In addition, the NFL's director of investigations testified in the hearing on Tuesday that she would not have recommended discipline for the Cowboys running back based on what she found, according to reporting by both ESPN and the Fort Worth Star-Telegram. If Henderson rules that Elliott remains suspended for any stretch of games, the court then can decide to stay the suspension while it reviews the matter, and Elliott could potentially be allowed to play while the case works its way through the courts.
According to both ESPN and the Star-Telegram, Kia Wright Roberts, the NFL's director of investigations, testified Tuesday that she was the only NFL employee who interviewed Elliott's accuser, Tiffany Thompson, during the investigation and that she would not have recommended discipline for Elliott based on what she found.

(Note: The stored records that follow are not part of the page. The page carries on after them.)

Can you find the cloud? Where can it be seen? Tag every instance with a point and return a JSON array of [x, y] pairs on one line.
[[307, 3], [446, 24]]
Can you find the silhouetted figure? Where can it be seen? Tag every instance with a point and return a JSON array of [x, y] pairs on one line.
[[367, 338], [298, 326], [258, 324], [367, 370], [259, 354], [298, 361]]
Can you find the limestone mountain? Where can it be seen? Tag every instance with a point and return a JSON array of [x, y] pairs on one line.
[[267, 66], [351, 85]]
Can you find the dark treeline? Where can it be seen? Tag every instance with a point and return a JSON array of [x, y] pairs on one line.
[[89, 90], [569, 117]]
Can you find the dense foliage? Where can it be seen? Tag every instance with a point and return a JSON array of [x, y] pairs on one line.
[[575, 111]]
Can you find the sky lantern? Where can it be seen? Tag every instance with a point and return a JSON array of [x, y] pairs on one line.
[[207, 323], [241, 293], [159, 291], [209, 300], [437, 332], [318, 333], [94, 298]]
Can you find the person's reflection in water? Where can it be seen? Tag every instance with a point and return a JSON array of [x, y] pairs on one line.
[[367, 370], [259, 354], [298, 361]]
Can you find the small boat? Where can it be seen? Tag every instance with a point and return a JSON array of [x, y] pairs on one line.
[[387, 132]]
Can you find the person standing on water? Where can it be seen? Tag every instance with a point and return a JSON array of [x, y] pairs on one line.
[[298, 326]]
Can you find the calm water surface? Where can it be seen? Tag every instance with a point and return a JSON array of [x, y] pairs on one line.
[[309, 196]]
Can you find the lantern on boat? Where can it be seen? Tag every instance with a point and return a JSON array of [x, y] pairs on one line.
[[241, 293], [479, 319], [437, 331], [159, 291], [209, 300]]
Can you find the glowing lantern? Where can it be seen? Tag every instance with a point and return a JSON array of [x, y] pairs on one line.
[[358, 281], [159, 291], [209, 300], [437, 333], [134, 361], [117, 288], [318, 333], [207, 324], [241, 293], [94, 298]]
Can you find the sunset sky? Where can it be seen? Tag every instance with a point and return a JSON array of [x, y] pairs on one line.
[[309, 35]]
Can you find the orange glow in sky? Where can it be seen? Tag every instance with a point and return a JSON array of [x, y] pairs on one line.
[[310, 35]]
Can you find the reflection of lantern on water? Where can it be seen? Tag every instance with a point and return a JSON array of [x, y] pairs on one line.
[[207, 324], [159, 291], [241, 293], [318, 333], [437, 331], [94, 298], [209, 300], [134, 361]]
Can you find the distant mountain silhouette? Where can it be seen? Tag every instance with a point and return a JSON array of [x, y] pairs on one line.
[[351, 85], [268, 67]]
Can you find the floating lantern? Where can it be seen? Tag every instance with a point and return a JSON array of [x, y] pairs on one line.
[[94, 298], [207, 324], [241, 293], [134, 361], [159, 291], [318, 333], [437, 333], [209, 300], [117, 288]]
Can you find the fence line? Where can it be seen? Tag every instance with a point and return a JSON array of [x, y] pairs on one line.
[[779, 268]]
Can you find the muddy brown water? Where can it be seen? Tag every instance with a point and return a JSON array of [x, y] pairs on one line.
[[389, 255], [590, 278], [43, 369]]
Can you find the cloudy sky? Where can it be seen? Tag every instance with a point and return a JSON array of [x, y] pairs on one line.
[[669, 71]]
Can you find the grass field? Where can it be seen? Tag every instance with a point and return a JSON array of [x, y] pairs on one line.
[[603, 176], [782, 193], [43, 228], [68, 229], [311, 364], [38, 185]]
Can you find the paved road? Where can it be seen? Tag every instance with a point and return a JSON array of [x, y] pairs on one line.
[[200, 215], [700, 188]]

Roberts further testified, according to the hearing transcripts, that she was not included in the part of the process in which the committee that investigated the Elliott matter recommended discipline to NFL commissioner Roger Goodell.
As a result, the NFL Players Association believes it has a strong case for challenging Elliott's suspension based on what it perceives as serious flaws in the NFL's investigative process, the source said.

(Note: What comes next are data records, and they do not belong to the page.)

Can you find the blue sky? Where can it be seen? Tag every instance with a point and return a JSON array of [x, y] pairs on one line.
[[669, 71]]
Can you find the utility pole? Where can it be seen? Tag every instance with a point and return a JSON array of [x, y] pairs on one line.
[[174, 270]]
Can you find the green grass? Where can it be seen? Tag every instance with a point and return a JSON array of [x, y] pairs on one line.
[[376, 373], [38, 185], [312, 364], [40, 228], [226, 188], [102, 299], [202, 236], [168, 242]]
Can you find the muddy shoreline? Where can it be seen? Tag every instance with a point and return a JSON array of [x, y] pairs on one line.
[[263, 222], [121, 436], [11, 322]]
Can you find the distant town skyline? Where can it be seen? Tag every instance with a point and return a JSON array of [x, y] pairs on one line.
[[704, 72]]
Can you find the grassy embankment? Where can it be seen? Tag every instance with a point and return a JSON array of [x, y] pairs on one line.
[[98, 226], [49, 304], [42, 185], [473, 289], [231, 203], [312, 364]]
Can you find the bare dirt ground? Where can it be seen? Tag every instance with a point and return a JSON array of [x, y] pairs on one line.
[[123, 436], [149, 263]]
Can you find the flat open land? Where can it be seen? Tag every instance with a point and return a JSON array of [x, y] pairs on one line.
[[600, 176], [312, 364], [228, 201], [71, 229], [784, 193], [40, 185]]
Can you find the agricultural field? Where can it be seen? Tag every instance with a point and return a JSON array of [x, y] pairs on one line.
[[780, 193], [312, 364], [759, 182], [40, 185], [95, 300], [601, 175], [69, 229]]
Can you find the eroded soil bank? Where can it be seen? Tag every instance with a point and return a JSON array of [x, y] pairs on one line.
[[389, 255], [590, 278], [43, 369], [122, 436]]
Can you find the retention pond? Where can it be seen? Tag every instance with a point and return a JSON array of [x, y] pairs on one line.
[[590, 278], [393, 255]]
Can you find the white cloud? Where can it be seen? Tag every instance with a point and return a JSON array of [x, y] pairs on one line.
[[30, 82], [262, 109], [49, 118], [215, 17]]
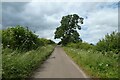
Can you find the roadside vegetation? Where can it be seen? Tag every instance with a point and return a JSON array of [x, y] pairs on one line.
[[100, 60], [23, 52]]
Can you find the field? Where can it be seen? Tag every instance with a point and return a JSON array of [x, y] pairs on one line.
[[20, 65], [94, 63]]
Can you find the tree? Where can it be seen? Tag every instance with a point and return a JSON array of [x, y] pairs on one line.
[[67, 31]]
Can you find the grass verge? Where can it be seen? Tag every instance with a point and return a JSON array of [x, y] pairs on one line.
[[94, 63], [20, 65]]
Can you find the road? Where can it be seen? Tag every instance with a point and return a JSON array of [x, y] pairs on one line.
[[59, 65]]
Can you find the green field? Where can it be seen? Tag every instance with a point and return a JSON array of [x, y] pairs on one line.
[[94, 63]]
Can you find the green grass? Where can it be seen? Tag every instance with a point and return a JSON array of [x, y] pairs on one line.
[[94, 63], [21, 65]]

According to Profootballtalk.com's Mike Florio, the petition also points to various procedural flaws, including the decision of the league to insulate Thompson from cross-examination and a refusal to share investigation notes from six different NFL interviews of Thompson. The petition likewise chides Henderson for refusing to require testimony from Goodell, who made the decision to impose discipline.
Florio went on to suggest that "If, as the petition claims, Roberts was kept away from key meetings that resulted in the suspension, the entire case against Elliott could implode."
As Associated Press sports writer Schuyler Dixon reports, Henderson is supposed to rule on the NFL's decision to suspend Elliott "as soon as practicable," according to the labor agreement. But the lawsuit seeks to pre-empt Henderson's ruling.
Elliott, the NFL's 2016 rushing leader as a rookie, was suspended after the league concluded he used physical force last summer in Ohio against Thompson, his girlfriend at the time. Prosecutors didn't pursue the case, citing conflicting evidence. Elliott has denied the allegations.
And suddenly, Elliott's chances of playing all 16 games this season seem much more reasonable.